A major European think tank that advises the European Commission has published a report which points the finger at SUVs as being more dangerous than other passenger cars.

The European Transport Safety Council (ETSC) suggests that local authorities should consider banning SUVs as their research shows that a collision with an SUV has a higher instance of severe injury or death for pedestrians. 

The ETSC points out that there were 51,300 pedestrians and 19,450 cyclists killed on European Union roads between 2010 and 2018, but that fatal accidents involving cyclists were declining eight times slower than fatalities from those within vehicles. The research may suggest that while occupants of bigger vehicles may be safer, those on the outside are not.

 “Research shows that the risk of severe injury or death for a pedestrian is higher in collisions with Sport Utility Vehicles (SUVs) and vans compared to passenger cars,” says the ETSC report.

Three design factors influence more severe collisions: SUVs and vans are stiffer, they have higher bumpers and are heavier.”

Many cities already ban certain types of vehicles entering central locations and in London, Transport for London insists that for any vehicle weighing more than 12 tonnes, minimum visibility standards from the cab must be met. It’s that nod to the fact that larger vehicles are more dangerous which has sparked the debate on SUVs in cities.

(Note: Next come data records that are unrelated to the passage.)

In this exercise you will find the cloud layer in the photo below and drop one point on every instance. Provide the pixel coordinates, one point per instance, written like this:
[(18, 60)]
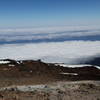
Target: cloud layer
[(49, 34)]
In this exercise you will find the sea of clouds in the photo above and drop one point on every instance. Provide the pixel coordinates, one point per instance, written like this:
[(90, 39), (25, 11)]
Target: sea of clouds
[(71, 52)]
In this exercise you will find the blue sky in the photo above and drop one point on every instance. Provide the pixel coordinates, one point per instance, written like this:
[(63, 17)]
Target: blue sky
[(29, 13)]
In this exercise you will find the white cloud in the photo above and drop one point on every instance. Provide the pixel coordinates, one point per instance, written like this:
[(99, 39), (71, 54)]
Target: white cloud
[(48, 33), (67, 52)]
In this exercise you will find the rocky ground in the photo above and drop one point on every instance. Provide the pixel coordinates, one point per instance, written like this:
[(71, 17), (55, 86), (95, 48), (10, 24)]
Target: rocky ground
[(36, 80)]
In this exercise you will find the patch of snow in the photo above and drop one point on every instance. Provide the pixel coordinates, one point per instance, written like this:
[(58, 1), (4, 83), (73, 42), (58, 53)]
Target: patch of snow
[(69, 74), (11, 65), (4, 62), (77, 66), (23, 88)]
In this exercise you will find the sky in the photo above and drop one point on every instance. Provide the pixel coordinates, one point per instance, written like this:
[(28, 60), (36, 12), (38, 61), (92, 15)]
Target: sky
[(66, 31), (38, 13)]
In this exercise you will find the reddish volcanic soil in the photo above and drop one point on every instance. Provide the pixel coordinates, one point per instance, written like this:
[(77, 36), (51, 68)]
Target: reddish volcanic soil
[(60, 83), (37, 72)]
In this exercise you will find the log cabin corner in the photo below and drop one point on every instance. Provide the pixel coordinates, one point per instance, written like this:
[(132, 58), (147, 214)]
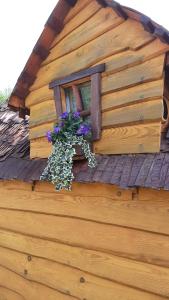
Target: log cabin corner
[(109, 237)]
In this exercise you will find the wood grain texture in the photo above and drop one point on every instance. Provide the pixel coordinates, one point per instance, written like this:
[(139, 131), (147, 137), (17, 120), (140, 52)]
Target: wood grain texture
[(146, 91), (81, 284), (28, 289), (114, 64), (85, 13), (42, 113), (102, 21), (140, 112), (7, 294), (107, 44), (125, 242), (109, 209), (125, 271), (80, 5), (130, 139), (148, 71)]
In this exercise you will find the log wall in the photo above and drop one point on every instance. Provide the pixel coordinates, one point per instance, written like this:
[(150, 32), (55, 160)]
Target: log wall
[(132, 85), (97, 242)]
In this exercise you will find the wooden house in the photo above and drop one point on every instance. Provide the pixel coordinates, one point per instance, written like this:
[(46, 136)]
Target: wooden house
[(107, 239)]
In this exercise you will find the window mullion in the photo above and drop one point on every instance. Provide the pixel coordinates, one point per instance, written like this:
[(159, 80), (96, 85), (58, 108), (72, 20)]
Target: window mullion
[(76, 93)]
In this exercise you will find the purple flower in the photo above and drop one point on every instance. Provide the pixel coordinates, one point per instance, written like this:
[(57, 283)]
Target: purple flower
[(64, 115), (83, 130), (49, 136), (56, 130), (76, 115)]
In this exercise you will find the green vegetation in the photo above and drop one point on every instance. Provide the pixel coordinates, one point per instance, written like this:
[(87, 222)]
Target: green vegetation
[(4, 95)]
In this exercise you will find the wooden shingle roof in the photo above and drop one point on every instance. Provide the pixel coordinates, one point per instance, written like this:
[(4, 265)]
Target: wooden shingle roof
[(125, 171), (53, 27)]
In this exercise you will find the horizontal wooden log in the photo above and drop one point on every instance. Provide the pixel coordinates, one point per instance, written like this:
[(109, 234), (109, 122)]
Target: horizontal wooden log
[(78, 75), (114, 64), (113, 141), (27, 289), (146, 91), (9, 294), (98, 24), (121, 241), (154, 195), (41, 113), (81, 284), (80, 5), (110, 209), (130, 139), (147, 71), (84, 14), (140, 112), (93, 189), (107, 44)]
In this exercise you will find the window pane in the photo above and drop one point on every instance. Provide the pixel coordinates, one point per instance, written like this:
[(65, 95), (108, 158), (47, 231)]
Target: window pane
[(70, 100), (85, 91)]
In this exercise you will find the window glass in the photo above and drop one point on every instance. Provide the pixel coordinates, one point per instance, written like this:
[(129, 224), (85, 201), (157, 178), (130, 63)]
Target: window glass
[(70, 100), (85, 93)]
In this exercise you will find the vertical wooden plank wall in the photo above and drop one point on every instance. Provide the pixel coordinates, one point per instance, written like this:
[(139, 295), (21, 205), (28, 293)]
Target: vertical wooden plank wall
[(132, 85), (97, 242)]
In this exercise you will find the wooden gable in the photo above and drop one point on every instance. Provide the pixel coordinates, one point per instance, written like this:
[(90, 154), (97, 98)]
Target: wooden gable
[(131, 86)]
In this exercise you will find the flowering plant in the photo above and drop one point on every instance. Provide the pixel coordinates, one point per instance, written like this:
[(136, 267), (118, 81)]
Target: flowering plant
[(70, 131)]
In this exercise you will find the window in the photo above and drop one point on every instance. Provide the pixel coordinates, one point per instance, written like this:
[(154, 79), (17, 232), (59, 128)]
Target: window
[(81, 92)]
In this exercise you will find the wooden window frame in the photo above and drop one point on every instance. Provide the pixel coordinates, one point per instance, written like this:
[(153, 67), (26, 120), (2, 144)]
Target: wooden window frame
[(94, 76)]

Graziella Jost, the ETSC’s projects director said: “The EU is facing a multitude of challenges: the climate emergency; road deaths and serious injuries; air pollution and obesity.  Policies that improve the safety of cycling and walking can also make a major contribution to tackling all these challenges. Some EU countries, the Netherlands and Denmark in particular, are showing the way forward.  If they can do it, so can the rest of the EU."